Puzzler: What is the output of the following code?

from typing import Union
import pydantic

class Project(pydantic.BaseModel):
    value: Union[pydantic.types.StrictBool, int]

def roundtrip(value_in: str) -> None:
    """Convert to json and back """
    project_in = Project(value=value_in)
    as_json = project_in.dict(by_alias=True)
    project_out = Project(**as_json)
    print(f"input: {project_in.value}, output: {project_out.value}")

roundtrip(5)
roundtrip(True)

The answer on Python 3.7:

input: 5, output: 5
input: True, output: True

So, the round trip works exactly as expected.

On Python 3.6:

input: 5, output: 5
input: True, output: 1

The boolean also becomes an int?

Step 1: Stepping in

It took us a while to understand the problem. A first problem we encountered is that the debugger would not step into the Pydantic code anymore. Nor respond to breakpoint() or execute print statements.

We eventually figured it out:

import pydantic

print(pydantic.__file__)
[...]/pydantic/__init__.cpython-36m-x86_64-linux-gnu.so

Pydantic is packaged with a cythonized version. The python code is not actually executed anymore. By removing the *.so files, we regained the ability to step into the code.

Step 2: It’s not your fault

We happily stepped through the Pydantic code, only to realize the problem was not serialization or deserialization, but the initial object construction! We simplified the test case to:

def roundtrip(value_in: str) -> None:
    """Convert to json and back """
    project_in = Project(value=value_in)
    print(f"input: {value_in}, output: {project_in.value}")

What we figured out is that Pydantic is not at fault, but it is the actual type annotation that is wrong:

>>> Project.__annotations__["value"]
<class 'int'>

Or to say it with a picture

The reason for this is that in Python 3.6 unions are flattened: all duplicates and strict subtypes are removed. And bool and StrictBool are both subtypes of int. In Python 3.7 subclasses are no longer removed.

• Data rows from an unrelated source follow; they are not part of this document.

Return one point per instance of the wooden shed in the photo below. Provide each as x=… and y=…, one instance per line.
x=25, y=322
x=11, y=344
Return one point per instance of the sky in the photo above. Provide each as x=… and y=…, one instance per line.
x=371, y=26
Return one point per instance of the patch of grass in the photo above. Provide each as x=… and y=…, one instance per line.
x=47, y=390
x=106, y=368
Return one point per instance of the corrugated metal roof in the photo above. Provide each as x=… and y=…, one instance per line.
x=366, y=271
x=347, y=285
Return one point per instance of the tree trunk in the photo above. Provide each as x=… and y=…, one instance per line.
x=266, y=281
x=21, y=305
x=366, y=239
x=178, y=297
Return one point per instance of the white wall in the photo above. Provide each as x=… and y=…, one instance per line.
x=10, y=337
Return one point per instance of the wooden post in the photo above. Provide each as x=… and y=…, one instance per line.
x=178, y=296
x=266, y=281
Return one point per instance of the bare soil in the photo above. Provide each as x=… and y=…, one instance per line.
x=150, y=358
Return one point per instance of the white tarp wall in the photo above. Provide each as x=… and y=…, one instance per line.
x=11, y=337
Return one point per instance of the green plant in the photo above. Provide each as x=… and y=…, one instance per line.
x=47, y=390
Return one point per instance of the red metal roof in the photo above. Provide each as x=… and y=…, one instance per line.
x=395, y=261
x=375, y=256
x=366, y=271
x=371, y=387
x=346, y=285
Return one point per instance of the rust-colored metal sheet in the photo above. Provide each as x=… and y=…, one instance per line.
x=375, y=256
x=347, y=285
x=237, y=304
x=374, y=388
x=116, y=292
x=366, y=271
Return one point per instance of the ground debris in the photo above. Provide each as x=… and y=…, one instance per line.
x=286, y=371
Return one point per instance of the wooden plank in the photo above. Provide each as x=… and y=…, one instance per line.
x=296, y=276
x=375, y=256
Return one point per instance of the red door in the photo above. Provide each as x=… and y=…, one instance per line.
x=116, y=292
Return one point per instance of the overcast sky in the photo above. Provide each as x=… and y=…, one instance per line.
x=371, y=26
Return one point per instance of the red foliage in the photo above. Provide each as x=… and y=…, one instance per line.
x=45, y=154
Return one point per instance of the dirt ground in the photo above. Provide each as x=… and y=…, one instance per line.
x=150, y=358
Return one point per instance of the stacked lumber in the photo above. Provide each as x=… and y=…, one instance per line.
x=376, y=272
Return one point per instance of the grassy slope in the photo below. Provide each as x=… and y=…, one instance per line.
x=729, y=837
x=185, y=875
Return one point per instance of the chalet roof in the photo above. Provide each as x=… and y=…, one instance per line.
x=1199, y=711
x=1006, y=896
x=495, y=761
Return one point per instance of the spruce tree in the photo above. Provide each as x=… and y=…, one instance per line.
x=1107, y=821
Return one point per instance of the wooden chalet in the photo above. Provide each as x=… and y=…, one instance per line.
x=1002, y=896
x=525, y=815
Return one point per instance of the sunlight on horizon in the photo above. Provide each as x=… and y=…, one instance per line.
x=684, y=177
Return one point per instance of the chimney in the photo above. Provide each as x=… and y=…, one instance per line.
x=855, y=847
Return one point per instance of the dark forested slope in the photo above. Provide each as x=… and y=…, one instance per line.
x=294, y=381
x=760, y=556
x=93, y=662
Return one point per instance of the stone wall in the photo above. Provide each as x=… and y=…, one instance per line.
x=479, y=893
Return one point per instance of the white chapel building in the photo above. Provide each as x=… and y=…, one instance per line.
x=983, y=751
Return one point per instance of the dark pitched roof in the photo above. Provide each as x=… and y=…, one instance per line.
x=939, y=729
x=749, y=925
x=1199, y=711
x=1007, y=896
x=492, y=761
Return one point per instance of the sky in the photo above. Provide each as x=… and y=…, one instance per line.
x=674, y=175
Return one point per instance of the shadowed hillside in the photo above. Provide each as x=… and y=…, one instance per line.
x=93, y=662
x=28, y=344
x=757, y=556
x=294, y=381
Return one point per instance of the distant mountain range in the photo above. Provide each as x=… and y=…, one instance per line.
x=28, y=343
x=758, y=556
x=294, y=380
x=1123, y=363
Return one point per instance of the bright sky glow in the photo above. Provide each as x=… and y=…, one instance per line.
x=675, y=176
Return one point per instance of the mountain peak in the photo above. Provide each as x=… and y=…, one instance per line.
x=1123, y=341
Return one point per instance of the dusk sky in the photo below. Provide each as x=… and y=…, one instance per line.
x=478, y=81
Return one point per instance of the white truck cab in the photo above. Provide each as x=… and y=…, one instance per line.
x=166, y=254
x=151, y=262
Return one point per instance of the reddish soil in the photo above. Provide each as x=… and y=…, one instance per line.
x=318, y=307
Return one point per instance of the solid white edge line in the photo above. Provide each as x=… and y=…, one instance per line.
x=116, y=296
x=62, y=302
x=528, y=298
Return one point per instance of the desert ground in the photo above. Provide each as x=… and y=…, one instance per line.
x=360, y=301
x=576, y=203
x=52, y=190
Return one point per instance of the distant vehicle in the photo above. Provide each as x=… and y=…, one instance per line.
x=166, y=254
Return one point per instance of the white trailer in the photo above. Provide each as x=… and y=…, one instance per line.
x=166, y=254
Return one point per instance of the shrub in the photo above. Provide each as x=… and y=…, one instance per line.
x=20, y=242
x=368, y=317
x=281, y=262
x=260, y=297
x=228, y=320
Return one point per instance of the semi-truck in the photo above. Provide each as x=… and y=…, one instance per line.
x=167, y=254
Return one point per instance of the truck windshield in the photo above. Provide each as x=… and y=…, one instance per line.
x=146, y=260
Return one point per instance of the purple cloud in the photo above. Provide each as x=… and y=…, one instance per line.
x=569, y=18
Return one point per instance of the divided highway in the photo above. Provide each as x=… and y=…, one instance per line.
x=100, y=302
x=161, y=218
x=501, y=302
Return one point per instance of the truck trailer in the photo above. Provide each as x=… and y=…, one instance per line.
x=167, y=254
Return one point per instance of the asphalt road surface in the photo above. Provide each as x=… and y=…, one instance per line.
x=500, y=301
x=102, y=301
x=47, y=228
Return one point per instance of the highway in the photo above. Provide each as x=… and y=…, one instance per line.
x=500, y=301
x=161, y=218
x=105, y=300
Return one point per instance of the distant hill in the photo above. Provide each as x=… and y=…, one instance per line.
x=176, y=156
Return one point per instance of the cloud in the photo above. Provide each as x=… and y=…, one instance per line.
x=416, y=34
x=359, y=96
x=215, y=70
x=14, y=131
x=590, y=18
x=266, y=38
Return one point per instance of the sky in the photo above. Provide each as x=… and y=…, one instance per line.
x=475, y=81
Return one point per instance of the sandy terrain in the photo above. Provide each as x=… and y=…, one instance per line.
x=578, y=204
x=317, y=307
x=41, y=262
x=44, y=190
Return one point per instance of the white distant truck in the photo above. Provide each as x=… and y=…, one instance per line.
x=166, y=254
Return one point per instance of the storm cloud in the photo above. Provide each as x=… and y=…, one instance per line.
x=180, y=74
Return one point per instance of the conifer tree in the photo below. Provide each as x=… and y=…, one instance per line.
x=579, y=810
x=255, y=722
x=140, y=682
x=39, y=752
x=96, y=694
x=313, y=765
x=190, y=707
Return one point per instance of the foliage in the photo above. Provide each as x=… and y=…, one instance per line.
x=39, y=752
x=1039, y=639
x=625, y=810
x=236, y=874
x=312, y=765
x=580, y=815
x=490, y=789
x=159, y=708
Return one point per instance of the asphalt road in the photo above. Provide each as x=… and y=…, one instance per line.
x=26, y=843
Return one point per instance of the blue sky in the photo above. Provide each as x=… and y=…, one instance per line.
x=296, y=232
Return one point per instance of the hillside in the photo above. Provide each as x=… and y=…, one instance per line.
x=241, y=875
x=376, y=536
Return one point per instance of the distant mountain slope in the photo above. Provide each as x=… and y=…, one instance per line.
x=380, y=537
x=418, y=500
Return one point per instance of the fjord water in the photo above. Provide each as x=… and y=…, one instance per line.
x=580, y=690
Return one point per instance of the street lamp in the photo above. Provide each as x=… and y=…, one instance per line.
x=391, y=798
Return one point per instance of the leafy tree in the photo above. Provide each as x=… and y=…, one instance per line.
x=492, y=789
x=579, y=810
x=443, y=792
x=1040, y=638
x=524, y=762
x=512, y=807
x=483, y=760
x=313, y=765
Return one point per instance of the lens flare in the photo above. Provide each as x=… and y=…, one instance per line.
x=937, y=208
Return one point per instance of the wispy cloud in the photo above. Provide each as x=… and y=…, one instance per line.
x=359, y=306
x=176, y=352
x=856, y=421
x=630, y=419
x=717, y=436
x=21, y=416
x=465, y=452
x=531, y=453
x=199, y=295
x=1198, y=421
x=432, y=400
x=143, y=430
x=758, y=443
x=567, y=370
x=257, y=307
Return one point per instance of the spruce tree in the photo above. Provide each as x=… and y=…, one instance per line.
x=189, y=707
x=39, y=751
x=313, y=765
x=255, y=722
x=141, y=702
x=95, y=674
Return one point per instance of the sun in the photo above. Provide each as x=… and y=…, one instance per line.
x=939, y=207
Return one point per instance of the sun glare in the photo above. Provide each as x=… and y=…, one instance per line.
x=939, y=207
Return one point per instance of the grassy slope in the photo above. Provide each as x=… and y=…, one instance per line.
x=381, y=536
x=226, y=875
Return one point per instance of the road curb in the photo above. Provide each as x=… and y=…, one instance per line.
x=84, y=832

>>> issubclass(pydantic.types.StrictBool, int)
True

The Solution

The solution is simple, but not pretty. We made a copy of StrictBool that is not a subclass of int:

class StrictNonIntBool(object):
    """
    StrictNonIntBool to allow for bools which are not type-coerced and that are not a subclass of int
    Based on StrictBool from pydantic
    """

    @classmethod
    def __get_validators__(cls) -> "types.CallableGenerator":
        yield cls.validate

    @classmethod
    def validate(cls, value: Any) -> bool:
        """
        Ensure that we only allow bools.
        """
        if isinstance(value, bool):
            return value

        raise errors.StrictBoolError()

class Project(pydantic.BaseModel):

    value: Union[StrictNonIntBool, int]

This produces the correct result on both Python 3.6 and Python 3.7.